Sunday night linkage..
- Ken Rosenthal of FOX Sports wonders if money might be a factor in the Nationals' starting shortstop battle. Ian Desmond is making a compelling case for the starting job but the club might be unwilling to put Cristian Guzman and his $8MM contract on the bench.
- Padres closer Heath Bell told Tom Krasovic of AOL Fanhouse that he would be agreeable to signing an extension that is budget-friendly for the Padres. San Diego avoided arbitration with Bell in January when they agreed to a one-year, $4MM pact.
- It appears that reliever Ron Mahay won't be signing with the Mets, writes Adam Rubin of the New York Daily News. A source tells Rubin that there's no way Mahay would accept a minor league deal. Meanwhile, a separate source says that the Mets won't offer a major league contract.
- In his latest mailbag, a reader suggests to MLB.com's Joe Frisaro that the Marlins should sign John Smoltz. Frisaro says that the Marlins have no interest in the 42-year-old as the 26-year-old Josh Johnson is a good influence on the team's young pitchers.
The Cubs and Twins have seen top relievers get hurt this spring and already both clubs are interested in relievers (specifically Jason Frasor). Don't expect Jim Hendry to sign one of the free agent options remaining; the Cubs are reportedly uninterested in that group. But as more pitchers get injured, some of the free agents will gain appeal. Here's a look at the remaining relievers who have attracted at least some interest this offseason.
- Russ Springer wants to pitch and would like to return to the Cardinals.
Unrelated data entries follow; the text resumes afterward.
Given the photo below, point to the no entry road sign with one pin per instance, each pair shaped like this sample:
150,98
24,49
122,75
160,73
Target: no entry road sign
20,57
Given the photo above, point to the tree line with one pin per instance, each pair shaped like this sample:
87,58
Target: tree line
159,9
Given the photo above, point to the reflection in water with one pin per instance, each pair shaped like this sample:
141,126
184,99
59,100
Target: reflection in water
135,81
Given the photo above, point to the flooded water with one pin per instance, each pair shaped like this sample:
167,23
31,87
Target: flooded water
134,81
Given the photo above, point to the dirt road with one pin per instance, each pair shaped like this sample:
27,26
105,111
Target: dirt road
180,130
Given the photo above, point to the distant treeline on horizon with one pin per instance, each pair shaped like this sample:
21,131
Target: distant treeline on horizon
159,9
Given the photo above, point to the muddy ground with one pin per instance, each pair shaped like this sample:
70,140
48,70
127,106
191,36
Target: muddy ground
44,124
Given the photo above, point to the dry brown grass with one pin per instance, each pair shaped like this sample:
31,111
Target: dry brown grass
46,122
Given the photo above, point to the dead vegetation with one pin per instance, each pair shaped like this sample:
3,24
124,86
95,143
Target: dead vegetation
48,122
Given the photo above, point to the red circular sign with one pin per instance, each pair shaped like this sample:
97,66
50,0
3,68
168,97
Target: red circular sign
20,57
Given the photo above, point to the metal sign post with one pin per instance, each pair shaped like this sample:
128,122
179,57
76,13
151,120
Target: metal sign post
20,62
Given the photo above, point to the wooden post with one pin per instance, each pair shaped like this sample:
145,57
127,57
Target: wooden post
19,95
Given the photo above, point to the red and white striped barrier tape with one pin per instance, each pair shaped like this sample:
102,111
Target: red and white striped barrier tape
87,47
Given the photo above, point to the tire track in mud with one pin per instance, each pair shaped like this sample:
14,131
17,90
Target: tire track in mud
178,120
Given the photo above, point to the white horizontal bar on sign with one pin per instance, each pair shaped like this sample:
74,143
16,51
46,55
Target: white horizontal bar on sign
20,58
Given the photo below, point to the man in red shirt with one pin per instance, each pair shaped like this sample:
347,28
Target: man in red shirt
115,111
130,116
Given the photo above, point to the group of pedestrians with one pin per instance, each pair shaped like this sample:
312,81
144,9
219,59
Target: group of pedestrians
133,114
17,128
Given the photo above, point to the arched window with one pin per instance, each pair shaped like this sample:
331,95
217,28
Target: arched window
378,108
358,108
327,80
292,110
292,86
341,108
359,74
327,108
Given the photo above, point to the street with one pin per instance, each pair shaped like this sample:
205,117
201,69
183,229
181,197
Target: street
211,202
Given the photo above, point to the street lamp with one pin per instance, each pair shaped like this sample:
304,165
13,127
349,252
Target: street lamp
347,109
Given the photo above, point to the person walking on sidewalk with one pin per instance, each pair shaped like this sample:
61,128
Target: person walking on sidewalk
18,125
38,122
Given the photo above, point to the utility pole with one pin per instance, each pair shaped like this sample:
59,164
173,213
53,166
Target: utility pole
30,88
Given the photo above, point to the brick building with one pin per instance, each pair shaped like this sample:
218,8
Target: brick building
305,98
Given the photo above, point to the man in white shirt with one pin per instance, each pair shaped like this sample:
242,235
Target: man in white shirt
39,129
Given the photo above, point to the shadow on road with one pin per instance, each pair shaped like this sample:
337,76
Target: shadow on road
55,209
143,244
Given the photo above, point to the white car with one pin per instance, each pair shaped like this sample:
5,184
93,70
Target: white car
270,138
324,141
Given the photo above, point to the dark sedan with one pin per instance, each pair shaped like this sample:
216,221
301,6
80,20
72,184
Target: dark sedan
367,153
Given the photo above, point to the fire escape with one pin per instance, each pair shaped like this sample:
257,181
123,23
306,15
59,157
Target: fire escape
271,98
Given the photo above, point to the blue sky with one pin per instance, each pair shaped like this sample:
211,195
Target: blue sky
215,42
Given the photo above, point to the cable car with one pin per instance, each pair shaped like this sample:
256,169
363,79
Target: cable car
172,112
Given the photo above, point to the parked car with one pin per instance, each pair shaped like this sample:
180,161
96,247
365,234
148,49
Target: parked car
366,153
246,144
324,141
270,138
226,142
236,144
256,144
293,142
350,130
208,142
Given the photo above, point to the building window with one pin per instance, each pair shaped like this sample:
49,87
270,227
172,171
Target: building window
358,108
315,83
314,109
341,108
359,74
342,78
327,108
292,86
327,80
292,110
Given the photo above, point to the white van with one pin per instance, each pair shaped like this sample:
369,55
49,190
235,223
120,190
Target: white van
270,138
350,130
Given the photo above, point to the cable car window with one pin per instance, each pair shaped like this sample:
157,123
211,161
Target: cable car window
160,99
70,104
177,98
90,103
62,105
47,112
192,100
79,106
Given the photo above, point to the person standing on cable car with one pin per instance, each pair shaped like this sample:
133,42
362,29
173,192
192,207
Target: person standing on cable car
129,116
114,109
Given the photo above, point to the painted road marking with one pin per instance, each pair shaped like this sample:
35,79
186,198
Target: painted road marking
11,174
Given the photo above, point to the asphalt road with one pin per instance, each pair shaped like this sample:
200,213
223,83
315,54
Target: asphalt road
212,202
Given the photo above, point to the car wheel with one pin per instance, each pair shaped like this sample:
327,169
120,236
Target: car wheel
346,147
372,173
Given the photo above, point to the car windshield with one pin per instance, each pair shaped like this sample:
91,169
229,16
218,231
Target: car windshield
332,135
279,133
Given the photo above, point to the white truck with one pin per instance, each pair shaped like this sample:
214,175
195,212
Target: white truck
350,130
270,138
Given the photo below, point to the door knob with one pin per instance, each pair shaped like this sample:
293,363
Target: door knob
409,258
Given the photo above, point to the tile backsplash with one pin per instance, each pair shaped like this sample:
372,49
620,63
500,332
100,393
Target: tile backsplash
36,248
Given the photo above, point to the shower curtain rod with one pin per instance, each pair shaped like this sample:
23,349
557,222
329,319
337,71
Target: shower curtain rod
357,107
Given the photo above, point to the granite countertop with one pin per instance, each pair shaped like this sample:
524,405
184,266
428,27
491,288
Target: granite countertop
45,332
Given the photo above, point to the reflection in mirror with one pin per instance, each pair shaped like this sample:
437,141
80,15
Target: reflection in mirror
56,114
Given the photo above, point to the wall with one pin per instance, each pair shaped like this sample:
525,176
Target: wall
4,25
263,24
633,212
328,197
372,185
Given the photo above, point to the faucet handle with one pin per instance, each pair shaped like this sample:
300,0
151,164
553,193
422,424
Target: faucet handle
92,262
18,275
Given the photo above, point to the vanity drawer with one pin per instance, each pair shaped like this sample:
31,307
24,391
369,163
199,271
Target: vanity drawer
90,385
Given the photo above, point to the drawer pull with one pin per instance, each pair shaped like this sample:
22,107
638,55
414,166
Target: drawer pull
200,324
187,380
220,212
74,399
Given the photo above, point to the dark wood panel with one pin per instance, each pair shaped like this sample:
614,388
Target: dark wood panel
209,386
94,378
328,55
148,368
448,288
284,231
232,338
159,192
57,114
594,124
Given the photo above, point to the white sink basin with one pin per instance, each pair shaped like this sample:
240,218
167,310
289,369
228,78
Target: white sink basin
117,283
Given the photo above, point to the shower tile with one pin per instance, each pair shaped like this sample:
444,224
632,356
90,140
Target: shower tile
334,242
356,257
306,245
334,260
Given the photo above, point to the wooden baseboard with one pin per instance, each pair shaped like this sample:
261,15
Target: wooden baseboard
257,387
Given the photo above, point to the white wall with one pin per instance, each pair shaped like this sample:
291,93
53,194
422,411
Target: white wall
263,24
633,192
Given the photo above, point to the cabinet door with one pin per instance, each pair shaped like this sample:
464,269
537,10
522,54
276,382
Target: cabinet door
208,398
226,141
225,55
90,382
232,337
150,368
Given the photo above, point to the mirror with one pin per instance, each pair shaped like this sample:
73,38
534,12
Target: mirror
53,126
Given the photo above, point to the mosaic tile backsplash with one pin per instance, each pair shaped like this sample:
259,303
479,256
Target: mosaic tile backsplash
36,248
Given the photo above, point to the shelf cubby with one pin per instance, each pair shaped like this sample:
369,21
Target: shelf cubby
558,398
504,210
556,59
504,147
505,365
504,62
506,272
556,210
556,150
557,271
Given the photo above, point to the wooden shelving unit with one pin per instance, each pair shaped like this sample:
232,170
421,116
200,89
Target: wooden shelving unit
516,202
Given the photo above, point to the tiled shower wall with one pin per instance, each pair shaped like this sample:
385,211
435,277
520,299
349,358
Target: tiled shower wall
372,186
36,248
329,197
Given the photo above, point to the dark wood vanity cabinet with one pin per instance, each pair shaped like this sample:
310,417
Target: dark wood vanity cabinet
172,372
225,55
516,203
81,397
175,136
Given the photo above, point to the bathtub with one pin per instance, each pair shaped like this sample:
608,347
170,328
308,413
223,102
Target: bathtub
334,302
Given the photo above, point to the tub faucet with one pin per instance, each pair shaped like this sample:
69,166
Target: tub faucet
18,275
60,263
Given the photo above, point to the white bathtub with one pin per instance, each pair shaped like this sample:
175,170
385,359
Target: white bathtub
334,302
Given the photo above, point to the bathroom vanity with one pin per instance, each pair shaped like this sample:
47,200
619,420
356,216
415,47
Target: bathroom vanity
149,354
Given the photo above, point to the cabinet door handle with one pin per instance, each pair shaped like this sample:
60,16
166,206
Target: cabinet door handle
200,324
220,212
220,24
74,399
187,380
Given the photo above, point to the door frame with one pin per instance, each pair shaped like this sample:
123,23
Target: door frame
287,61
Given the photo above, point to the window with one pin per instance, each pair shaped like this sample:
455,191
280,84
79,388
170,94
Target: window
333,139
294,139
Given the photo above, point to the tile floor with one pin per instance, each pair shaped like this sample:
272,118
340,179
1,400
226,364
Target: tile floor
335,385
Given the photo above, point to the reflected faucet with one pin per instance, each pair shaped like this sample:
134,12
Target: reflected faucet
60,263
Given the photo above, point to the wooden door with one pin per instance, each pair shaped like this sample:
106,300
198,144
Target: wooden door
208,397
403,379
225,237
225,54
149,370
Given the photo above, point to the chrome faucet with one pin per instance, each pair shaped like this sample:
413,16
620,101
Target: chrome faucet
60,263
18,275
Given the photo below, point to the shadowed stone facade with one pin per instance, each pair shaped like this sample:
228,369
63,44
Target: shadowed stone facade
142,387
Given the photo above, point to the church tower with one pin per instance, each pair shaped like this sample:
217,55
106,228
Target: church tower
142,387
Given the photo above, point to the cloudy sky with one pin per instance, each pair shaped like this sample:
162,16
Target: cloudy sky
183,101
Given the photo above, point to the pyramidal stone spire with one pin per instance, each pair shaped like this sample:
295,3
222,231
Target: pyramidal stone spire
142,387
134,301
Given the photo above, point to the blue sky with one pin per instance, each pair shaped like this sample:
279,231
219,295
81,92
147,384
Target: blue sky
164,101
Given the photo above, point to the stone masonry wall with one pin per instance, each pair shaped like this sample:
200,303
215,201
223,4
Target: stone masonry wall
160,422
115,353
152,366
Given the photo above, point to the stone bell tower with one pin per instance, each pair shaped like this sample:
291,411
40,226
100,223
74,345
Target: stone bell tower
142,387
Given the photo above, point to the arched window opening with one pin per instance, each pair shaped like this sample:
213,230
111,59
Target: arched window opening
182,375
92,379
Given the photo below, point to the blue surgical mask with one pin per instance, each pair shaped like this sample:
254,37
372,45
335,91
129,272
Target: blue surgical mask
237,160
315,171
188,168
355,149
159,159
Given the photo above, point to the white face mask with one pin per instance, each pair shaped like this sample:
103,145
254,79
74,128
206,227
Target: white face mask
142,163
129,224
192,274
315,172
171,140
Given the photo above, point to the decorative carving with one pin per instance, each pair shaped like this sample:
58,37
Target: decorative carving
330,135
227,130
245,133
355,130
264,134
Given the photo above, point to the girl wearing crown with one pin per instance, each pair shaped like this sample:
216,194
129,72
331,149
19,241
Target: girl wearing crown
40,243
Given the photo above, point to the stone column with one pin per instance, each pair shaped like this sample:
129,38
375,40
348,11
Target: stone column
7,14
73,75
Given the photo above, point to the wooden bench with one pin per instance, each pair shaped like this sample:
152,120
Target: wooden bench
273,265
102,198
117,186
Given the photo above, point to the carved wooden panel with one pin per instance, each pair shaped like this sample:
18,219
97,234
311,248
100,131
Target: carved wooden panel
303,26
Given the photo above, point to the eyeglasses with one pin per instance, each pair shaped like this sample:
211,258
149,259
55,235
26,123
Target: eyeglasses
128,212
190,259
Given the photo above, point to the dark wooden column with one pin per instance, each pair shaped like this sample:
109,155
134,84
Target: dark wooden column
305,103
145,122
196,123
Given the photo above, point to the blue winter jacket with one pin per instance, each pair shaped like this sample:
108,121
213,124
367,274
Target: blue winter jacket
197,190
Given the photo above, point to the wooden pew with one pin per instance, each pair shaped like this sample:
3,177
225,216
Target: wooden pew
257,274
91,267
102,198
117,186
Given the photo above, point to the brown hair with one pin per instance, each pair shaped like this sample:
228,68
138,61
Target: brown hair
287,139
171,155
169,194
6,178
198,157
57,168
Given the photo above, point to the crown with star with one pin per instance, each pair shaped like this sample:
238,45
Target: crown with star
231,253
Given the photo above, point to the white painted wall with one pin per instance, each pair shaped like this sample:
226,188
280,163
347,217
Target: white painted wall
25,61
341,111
- As of last week, Joe Beimel still had a major league offer from the Mets, who hadn't ruled out pursuing Ron Mahay, either.
- Mahay turned down a minor league offer from the Red Sox last month. Jon Heyman of SI.com reports that Mahay still wants a major league deal.
- The Phillies had interest in Mahay and Alan Embree on minor league deals earlier in the offseason. Tracy Ringolsby of Inside the Rockies reported in October that there was a good chance Embree would retire.
- The Nationals released Eddie Guardado yesterday. He had considered retirement late last season, but decided his knees were healthy enough to pitch.
The Kiko Calero signing doesn't mean the Mets are done adding relievers. They are still interested in signing Joe Beimel to a major league deal, according to Mike Puma of the New York Post. The contract would guarantee the lefty significantly less than the $2MM he earned last year with the Nationals and Rockies.
Beimel logged 55.1 innings between with those teams last year, posting a 3.58 ERA with 5.7 K/9 and 3.1 BB/9. If the Mets move on from Beimel, who turns 33 next month, they could pursue Ron Mahay.